J’ai eu du mal à avoir de l’empathie pour ce personnage jusqu’au moment où le journal de Clotilde nous est donné à lire. Son journal nous fait découvrir le calvaire qu’elle a vécu. On apprend aussi que sa naissance est du à un événement tragique qui fait qu’elle n’a pas pu être aimée par ses parents ou dans tous les cas, mal aimée. On prend connaissance de la maltraitance psychologique qu’elle a subi donc au sein de sa famille et à l’école. Par son journal, on découvre une jeune femme cultivée dont la passion pour l’Art l’a maintenue dans la vie et aidée à vivre. Et on assiste dans ce journal à son éveil de la vie, des efforts qu’elle fit pour vaincre ses complexes et avancer dans la vie. A un moment, on se serait presque cru dans un conte de fées avec toutes ses bonnes fées qui se penchent sur elle mais l’auteure en a décidé autrement pour la fin de ce roman. Cette fin me fait penser d’ailleurs à celle de Renée dans « L’élégance du hérisson » de Muriel Barbery. Elle se retrouve fauchée en plein début de bonheur, d’un futur plus radieux.

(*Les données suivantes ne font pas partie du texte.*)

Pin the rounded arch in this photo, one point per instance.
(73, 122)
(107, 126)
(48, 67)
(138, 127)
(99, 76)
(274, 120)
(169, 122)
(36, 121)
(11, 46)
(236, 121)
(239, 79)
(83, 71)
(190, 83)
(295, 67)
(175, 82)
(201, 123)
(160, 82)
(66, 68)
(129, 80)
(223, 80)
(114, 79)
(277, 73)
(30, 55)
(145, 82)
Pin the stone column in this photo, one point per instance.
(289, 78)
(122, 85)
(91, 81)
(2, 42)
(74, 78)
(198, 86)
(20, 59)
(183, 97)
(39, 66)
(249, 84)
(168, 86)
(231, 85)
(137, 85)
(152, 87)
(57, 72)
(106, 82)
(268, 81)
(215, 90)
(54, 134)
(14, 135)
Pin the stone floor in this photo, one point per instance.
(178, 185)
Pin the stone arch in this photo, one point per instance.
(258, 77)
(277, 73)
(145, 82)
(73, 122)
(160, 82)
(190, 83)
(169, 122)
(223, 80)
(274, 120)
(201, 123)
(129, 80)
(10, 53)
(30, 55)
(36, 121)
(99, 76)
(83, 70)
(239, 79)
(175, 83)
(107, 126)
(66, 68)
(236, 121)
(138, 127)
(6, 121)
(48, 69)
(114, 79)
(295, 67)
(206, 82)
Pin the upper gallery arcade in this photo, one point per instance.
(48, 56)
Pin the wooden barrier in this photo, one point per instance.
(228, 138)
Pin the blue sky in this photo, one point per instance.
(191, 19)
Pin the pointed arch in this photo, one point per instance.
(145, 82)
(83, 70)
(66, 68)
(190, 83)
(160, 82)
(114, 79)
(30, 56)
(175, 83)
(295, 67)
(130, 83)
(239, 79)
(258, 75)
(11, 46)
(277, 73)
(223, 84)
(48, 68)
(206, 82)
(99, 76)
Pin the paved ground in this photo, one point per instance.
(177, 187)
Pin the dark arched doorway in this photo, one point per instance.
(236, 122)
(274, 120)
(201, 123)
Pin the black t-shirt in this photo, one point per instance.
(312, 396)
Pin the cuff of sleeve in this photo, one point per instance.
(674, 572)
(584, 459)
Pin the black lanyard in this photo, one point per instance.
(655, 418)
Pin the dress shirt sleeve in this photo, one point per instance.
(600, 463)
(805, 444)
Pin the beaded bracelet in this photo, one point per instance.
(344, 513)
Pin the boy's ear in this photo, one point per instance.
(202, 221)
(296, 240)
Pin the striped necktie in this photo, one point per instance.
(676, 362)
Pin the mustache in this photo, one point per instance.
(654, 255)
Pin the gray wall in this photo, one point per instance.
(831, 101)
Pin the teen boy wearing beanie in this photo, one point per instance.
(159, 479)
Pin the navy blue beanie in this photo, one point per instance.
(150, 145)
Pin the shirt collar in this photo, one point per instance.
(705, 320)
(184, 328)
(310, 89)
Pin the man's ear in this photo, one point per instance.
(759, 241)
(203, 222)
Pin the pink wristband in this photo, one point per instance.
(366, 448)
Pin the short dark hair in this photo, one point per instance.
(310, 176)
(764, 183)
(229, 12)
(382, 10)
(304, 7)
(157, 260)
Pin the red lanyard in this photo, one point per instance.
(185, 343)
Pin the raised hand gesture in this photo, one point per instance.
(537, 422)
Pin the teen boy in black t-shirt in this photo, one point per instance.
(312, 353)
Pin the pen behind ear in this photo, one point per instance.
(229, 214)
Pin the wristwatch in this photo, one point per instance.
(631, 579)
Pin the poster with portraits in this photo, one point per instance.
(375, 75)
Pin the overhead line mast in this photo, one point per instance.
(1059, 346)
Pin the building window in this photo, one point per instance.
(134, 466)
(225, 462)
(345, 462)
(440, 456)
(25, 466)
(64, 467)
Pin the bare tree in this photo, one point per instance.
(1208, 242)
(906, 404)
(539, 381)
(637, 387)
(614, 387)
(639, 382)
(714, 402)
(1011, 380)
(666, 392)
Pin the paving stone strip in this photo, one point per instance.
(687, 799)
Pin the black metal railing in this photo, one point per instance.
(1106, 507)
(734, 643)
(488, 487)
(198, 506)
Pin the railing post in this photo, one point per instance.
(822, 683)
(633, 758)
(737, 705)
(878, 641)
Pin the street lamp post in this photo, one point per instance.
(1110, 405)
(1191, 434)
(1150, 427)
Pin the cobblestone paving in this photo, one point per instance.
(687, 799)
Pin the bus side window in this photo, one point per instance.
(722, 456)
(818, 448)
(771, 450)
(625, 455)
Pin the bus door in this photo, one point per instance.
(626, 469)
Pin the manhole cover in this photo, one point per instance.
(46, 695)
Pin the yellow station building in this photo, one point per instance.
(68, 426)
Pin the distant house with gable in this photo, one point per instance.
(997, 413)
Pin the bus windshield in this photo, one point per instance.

J’ai failli lâcher la lecture donc juste avant la lecture du journal de Clotilde car je trouvais ces complexes disproportionnées, ses problèmes de communication extrêmes. Je n’ai jamais vu de personnes si laides qui doivent vivre ce cauchemar. La beauté pour moi est ailleurs aussi, dans l’intelligence humaine, le savoir-vivre et un savoir-être agréable, la curiosité et l’ouverture aux autres, l’humour, savoir se moquer de soi… Et lire des livres où les personnages se rendent la vie impossible à cause de leur physique, cela m’insupporte.

Finalement, j’ai apprécié la lecture de ce roman qui fait réfléchir sur les blessures psychiques, la relation au corps et la méchanceté ou la bêtise de certains.

Clotilde aimait l’Art et c’est ce qui l’a fait exister aux yeux des autres, c’est ce qui l’a rendu belle.

Cultivons nos passions !

J’ai découvert une nouvelle maison d’édition. Avant d’être édité en Folio, ce roman était édité aux Editions Passiflore. C’est une maison d’édition du Sud-Ouest située à Dax.

On découvre que Marie-Laure Hubert Nasser a écrit un deuxième roman « Spleen Machine » que je pense lire.